Overview

This white paper describes how low-power memory technology, originally designed for large, high density, SRAMs has been enhanced and adapted to deliver low-power, low-voltage register files.

Introduction

There is a large, and growing, class of applications for which power is a critical factor, sometimes as a result of a desire to add increased functionality to already power-constrained devices, and in some cases where on-chip SRAM gives the most power efficient implementations. For example:

  • Body-worn devices (“Wearables” – smart watches, fitness trackers, hearing aids, earbuds) with constrained form factors that limit battery size
  • IoT devices with added AI features (security cameras with image recognition capability, voice-enabled devices), where the desire is to add functionality while maintaining long battery life
  • AI devices where having large amounts of SRAM on chip is a requirement to enable high speed inferencing

Modern System-on-Chip (SoC) devices to address these applications have a hierarchy of data storage elements within them, such as:

  1. Single registers, embedded within processing logic, used for such tasks as holding control values, and pipelining the logic to improve processing speed.
  2. Register files – small memories that are closely coupled to blocks of logic. Register files are used for tasks such as temporary storage, buffering between blocks of logic, and data reordering, and are often required to make multiple accesses per clock cycle. An application will typically contain multiple independent register files, all operating simultaneously.
  3. SRAM – large memories that are more loosely coupled to the logic, and that hold less frequently used data. On-chip SRAM is commonly optimised for storage density, and limited to one access per memory instance per clock cycle. Often the memory instances are clustered together to create larger memory banks, but those larger banks are still limited to a small number of accesses per cycle.[1]

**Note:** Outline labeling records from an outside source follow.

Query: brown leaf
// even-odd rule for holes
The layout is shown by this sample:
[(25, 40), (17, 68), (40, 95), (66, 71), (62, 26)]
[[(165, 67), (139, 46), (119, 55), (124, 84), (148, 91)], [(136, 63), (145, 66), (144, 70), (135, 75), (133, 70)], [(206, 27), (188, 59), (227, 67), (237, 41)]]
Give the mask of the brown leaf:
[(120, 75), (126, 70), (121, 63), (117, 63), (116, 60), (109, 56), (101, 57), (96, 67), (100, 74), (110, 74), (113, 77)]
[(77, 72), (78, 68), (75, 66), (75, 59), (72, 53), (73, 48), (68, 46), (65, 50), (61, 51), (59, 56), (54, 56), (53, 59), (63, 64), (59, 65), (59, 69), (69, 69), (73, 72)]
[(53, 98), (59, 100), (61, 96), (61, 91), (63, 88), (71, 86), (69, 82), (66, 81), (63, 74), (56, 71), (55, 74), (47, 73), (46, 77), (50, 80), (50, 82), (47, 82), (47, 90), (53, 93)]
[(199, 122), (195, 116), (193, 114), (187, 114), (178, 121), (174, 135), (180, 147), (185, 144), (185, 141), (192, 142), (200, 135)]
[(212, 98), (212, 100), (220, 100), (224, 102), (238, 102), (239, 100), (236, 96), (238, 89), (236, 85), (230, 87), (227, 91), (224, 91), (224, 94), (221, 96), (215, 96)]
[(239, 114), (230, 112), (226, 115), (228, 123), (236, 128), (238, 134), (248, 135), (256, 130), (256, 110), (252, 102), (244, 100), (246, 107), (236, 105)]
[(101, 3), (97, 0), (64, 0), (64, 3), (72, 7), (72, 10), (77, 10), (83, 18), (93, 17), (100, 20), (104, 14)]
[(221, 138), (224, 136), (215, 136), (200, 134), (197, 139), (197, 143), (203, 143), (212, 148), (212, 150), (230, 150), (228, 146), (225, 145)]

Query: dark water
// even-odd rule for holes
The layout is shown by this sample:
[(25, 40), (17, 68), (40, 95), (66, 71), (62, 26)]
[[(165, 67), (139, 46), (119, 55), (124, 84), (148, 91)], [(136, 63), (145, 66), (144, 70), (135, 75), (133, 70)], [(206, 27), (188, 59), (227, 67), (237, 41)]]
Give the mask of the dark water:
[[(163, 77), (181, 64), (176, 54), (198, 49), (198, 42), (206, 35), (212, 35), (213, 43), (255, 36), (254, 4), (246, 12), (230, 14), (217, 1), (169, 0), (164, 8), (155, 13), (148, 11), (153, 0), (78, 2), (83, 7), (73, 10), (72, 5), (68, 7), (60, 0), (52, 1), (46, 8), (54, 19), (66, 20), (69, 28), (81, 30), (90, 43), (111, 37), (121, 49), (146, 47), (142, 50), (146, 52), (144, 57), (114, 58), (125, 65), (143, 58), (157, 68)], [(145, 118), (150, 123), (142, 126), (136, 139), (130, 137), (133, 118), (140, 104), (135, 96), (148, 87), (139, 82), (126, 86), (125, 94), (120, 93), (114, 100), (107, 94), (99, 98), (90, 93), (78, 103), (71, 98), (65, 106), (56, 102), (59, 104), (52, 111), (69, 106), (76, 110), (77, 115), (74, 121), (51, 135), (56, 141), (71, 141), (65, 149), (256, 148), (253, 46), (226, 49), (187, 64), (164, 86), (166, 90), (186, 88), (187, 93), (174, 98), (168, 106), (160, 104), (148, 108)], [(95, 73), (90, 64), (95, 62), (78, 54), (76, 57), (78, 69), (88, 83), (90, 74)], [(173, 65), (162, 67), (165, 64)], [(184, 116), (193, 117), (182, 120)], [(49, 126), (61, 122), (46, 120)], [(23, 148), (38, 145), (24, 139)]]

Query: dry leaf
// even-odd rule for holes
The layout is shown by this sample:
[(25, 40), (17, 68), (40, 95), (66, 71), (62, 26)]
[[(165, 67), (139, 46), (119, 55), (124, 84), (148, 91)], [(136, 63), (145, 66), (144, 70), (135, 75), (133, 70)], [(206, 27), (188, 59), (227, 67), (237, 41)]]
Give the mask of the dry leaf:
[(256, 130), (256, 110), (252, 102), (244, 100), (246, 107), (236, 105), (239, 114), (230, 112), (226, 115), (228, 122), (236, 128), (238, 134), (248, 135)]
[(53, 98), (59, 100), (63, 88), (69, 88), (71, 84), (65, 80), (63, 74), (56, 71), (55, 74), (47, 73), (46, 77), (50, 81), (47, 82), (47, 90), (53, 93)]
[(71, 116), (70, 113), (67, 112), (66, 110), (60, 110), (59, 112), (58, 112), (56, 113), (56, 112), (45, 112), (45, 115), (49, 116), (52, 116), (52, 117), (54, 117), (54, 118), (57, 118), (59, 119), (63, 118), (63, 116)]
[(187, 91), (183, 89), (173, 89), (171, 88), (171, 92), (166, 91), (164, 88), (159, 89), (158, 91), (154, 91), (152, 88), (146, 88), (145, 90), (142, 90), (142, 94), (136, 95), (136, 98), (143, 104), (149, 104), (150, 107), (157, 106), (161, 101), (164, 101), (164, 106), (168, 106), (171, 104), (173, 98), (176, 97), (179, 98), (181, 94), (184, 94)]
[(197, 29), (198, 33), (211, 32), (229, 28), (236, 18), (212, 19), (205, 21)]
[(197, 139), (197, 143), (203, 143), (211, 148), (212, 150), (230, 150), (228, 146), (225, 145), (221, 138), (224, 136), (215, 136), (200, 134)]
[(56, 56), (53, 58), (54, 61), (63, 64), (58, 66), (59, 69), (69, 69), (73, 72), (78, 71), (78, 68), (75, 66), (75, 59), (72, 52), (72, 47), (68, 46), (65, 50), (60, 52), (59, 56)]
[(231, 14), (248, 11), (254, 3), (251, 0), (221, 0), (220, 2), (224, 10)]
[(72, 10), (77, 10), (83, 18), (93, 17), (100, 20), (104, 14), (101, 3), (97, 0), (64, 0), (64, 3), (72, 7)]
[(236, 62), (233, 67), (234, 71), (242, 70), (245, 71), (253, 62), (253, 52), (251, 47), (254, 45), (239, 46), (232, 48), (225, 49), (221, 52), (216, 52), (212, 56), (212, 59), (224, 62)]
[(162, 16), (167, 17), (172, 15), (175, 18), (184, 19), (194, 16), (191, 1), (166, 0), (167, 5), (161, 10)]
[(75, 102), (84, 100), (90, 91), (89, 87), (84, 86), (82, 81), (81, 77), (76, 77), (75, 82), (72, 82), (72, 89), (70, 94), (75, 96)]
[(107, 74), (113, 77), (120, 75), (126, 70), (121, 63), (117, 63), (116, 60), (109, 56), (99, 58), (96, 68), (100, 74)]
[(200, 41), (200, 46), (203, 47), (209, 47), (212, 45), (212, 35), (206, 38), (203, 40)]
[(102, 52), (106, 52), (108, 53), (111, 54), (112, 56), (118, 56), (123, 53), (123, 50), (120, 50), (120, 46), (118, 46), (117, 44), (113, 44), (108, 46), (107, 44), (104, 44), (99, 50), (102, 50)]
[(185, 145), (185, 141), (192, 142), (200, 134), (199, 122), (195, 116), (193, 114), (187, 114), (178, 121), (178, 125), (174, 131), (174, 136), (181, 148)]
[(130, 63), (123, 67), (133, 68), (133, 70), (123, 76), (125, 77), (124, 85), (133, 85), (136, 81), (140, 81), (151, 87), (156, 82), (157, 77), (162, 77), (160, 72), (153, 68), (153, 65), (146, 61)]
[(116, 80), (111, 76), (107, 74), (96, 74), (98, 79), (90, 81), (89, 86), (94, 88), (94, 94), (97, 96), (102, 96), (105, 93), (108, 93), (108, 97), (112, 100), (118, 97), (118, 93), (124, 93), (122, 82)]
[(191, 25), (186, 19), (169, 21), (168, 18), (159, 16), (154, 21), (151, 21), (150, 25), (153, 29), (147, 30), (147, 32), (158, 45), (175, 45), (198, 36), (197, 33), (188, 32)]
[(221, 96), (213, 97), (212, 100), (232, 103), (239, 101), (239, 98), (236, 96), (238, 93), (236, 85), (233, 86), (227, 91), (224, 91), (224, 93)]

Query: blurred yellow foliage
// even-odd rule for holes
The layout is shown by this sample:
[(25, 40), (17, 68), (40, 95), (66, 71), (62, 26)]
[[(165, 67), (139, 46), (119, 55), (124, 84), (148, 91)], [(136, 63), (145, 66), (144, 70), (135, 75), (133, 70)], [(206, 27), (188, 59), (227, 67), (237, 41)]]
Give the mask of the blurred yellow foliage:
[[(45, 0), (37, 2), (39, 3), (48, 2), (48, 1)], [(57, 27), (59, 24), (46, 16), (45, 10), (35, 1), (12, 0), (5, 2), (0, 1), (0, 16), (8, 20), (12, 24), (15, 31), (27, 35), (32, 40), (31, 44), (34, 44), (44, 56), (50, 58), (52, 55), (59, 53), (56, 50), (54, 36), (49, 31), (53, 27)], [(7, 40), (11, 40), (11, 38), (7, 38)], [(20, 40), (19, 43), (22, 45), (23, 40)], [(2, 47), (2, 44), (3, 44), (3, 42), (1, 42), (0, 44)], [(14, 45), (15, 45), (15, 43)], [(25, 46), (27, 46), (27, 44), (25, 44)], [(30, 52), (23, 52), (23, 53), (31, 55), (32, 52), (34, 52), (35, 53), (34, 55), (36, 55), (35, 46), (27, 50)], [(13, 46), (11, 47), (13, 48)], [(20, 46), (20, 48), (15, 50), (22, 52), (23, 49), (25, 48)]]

This white paper discusses how low-power SRAM technology can be adapted to deliver low-power register files.

[1] This classification of storage hierarchy is focused on underlying technology rather than system-level function. It views (for instance) a level 1 cache and a level 2 cache as similar examples of on-chip SRAM based on capacity and numbers of accesses per cycle, rather than seeing them as different entities because of their different functions in the overall system.

The differences between the storage levels listed above can be quantified by considering the capacity (i.e. number of different values stored simultaneously) and the number of accesses (reads or writes) per cycle, leading to an overall accesses per cycle per word metric, as shown in Table 1.

[1] i.e. 1 input and 1 output per cycle – the register can be both used and updated simultaneously

From this table, register files are closer to SRAM than to registers, but are distinguished from SRAM by having a smaller capacity (although there is some overlap between large register files and small SRAMs), and especially by providing more simultaneous accesses per cycle. Register file designs are therefore optimised for small capacity and rapid access (or multiple accesses per cycle), with the high storage density that is typical for SRAMs being of secondary consideration.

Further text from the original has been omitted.